The concurrency of the Walk function works on each item in the stream. You can set the number of concurrency through WithWorkers. The default number of concurrency is 16, and the minimum number of concurrency is 1. If you set unlimitedWorkers to true, the number of concurrency is unlimited, but the number of concurrent writes in the stream is unlimited. The data is limited by defaultWorkers. In WalkFunc, users can customize the elements that are subsequently written to the stream, and can write multiple elements without writing:

  1. // Example
  2. fx.Just("aaa", "bbb", "ccc").Walk(func(item interface{}, pipe chan<- interface{}) {
  3. newItem := strings.ToUpper(item.(string))
  4. pipe <- newItem
  5. }).ForEach(func(item interface{}) {
  6. fmt.Println(item)
  7. })
  8. // Source Code
  9. func (p Stream) walkLimited(fn WalkFunc, option *rxOptions) Stream {
  10. pipe := make(chan interface{}, option.workers)
  11. go func() {
  12. var wg sync.WaitGroup
  13. pool := make(chan lang.PlaceholderType, option.workers)
  14. for {
  15. // Control the number of concurrent
  16. pool <- lang.Placeholder
  17. item, ok := <-p.source
  18. if !ok {
  19. <-pool
  20. break
  21. }
  22. wg.Add(1)
  23. go func() {
  24. defer func() {
  25. wg.Done()
  26. <-pool
  27. }()
  28. // Acting on every element
  29. fn(item, pipe)
  30. }()
  31. }
  32. // Wait for processing to complete
  33. wg.Wait()
  34. close(pipe)
  35. }()
  36. return Range(pipe)
  37. }

Concurrent processing

In addition to stream data processing, the fx tool also provides function concurrency. The realization of a function in microservices often requires multiple services. Concurrent processing dependence can effectively reduce dependency time and improve service performance.

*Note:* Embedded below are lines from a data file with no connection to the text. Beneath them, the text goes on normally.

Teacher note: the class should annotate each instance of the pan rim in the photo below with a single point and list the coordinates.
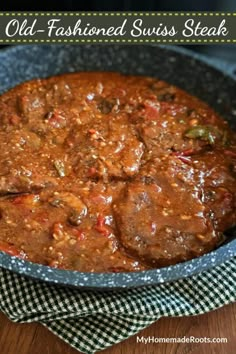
(111, 281)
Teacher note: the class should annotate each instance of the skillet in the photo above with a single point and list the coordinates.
(210, 81)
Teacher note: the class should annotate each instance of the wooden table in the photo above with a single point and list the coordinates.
(35, 339)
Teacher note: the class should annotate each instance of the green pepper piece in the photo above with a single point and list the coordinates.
(203, 132)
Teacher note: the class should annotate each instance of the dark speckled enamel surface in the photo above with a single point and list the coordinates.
(195, 74)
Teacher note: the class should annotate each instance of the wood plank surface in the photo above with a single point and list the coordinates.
(35, 339)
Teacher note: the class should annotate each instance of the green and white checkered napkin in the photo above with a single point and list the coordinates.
(92, 321)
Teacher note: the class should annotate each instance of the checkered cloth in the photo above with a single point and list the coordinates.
(92, 321)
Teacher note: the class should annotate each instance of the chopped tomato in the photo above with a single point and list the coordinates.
(29, 200)
(10, 249)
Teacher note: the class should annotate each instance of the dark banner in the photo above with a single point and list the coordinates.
(118, 27)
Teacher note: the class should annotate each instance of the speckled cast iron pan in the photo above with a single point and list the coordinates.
(201, 77)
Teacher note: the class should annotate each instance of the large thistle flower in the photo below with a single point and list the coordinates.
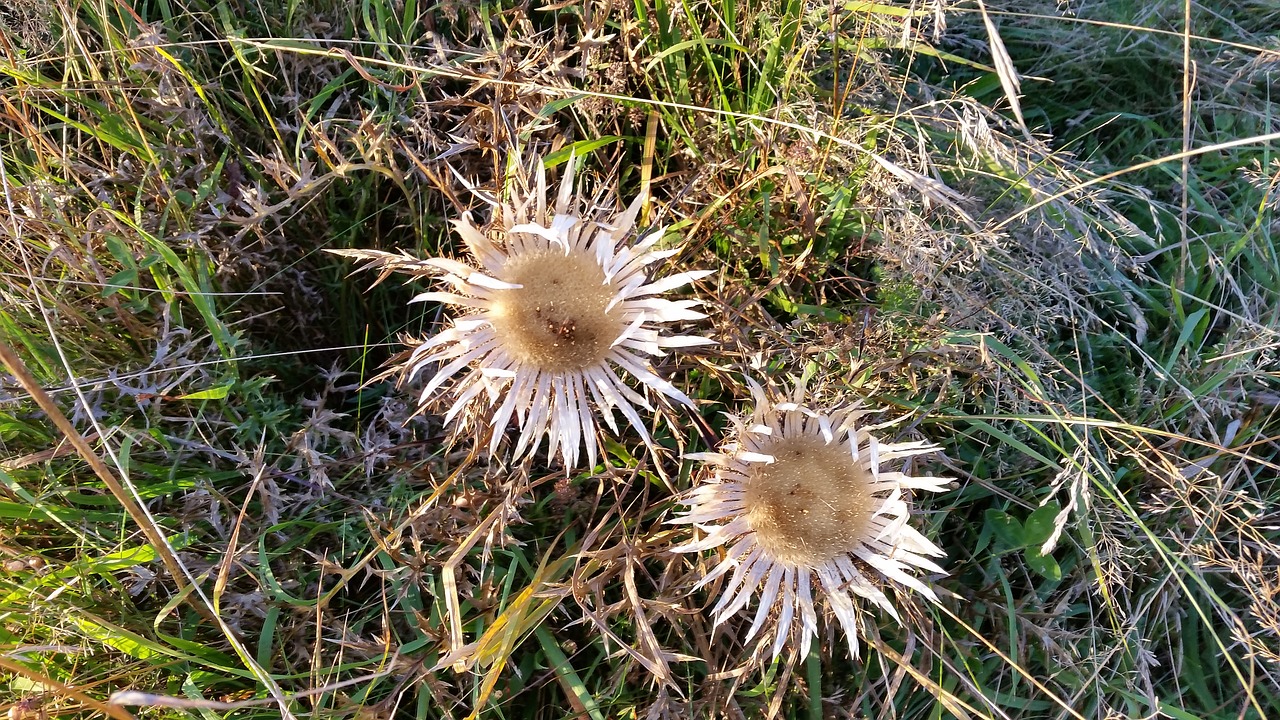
(799, 497)
(558, 302)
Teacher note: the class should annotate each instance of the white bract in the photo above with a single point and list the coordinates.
(557, 308)
(798, 497)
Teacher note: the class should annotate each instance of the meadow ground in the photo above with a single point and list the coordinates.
(1040, 235)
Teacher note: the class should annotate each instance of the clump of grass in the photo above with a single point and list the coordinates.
(1098, 379)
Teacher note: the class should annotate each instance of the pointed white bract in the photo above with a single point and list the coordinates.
(558, 304)
(798, 499)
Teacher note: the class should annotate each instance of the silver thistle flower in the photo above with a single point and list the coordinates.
(553, 310)
(799, 497)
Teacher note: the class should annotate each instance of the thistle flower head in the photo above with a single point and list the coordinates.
(558, 302)
(800, 501)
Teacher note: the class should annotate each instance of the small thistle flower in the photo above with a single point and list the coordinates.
(799, 496)
(553, 310)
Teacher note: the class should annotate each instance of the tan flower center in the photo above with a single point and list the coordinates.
(557, 320)
(812, 504)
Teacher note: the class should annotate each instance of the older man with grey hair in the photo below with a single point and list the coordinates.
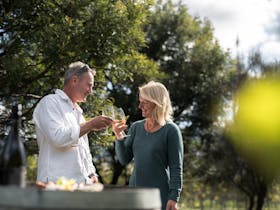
(61, 129)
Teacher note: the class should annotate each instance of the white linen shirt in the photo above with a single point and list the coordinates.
(61, 152)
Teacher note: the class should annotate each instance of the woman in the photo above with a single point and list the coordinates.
(155, 143)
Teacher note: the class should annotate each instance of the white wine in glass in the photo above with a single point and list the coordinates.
(108, 110)
(120, 115)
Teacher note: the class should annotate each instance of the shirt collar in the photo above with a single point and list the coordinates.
(65, 97)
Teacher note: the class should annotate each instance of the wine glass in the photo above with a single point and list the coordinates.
(108, 110)
(120, 115)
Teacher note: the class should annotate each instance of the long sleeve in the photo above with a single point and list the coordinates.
(61, 130)
(175, 162)
(124, 149)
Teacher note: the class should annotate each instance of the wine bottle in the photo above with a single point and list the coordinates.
(13, 159)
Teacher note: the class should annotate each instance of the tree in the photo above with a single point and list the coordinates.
(39, 38)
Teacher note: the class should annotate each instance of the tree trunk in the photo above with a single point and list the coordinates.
(261, 196)
(251, 203)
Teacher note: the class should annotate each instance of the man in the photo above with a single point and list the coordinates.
(62, 130)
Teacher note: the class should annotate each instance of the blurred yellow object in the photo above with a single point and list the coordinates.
(255, 131)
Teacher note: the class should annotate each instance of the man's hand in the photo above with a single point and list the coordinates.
(95, 124)
(100, 122)
(171, 205)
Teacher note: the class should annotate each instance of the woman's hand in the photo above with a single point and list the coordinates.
(118, 126)
(171, 205)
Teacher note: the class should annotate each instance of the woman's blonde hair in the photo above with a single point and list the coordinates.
(157, 93)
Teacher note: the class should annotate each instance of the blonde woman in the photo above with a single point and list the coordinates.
(155, 143)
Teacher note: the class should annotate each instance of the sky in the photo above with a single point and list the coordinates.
(254, 22)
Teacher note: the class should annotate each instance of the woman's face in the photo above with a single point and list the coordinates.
(146, 107)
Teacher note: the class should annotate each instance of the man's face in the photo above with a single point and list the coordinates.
(84, 86)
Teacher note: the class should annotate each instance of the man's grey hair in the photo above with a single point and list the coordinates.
(77, 68)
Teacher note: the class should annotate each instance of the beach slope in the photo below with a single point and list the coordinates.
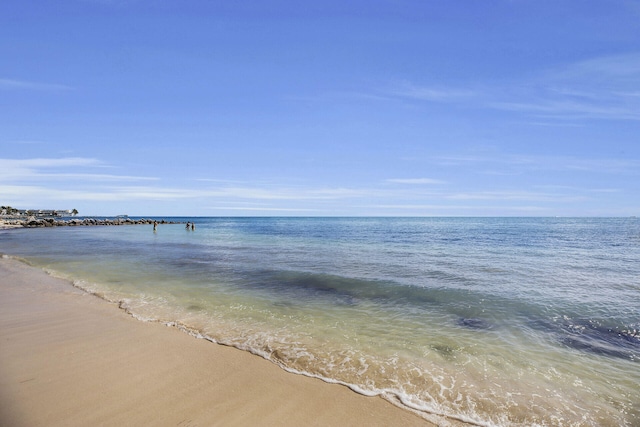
(68, 358)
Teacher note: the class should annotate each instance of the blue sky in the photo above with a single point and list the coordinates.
(279, 107)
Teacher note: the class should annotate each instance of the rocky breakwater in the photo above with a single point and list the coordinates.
(76, 222)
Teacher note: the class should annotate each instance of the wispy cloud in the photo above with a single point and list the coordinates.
(430, 93)
(13, 170)
(604, 88)
(13, 84)
(416, 181)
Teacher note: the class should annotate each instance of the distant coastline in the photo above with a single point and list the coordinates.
(7, 222)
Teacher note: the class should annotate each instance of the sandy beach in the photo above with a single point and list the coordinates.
(68, 358)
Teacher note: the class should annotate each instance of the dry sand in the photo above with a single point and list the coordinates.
(68, 358)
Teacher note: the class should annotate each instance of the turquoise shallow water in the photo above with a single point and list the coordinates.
(495, 321)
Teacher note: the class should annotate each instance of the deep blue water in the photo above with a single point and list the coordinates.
(496, 321)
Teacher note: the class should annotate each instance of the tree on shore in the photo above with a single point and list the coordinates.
(8, 210)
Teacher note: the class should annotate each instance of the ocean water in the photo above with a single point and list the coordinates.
(490, 321)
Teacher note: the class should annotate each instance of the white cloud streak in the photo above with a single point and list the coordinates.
(13, 84)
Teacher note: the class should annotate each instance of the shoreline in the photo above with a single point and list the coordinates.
(33, 222)
(71, 358)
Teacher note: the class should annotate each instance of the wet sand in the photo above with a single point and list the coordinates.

b97bf7df-1781-436e-bf04-f1dd90c60537.png

  1. fx.Parallel(func() {
  2. userRPC()
  3. }, func() {
  4. accountRPC()
  5. }, func() {
  6. orderRPC()
  7. })

Note that when fx.Parallel performs dependency parallel processing, there will be no error return. If you need an error return, or a dependency error report needs to end the dependency request immediately, please use the MapReduce tool To process.

Summary

This article introduces the basic concepts of stream processing and the stream processing tool fx in go-zero. There are many stream processing scenarios in actual production. I hope this article can give you some inspiration and better response Stream processing scene at work.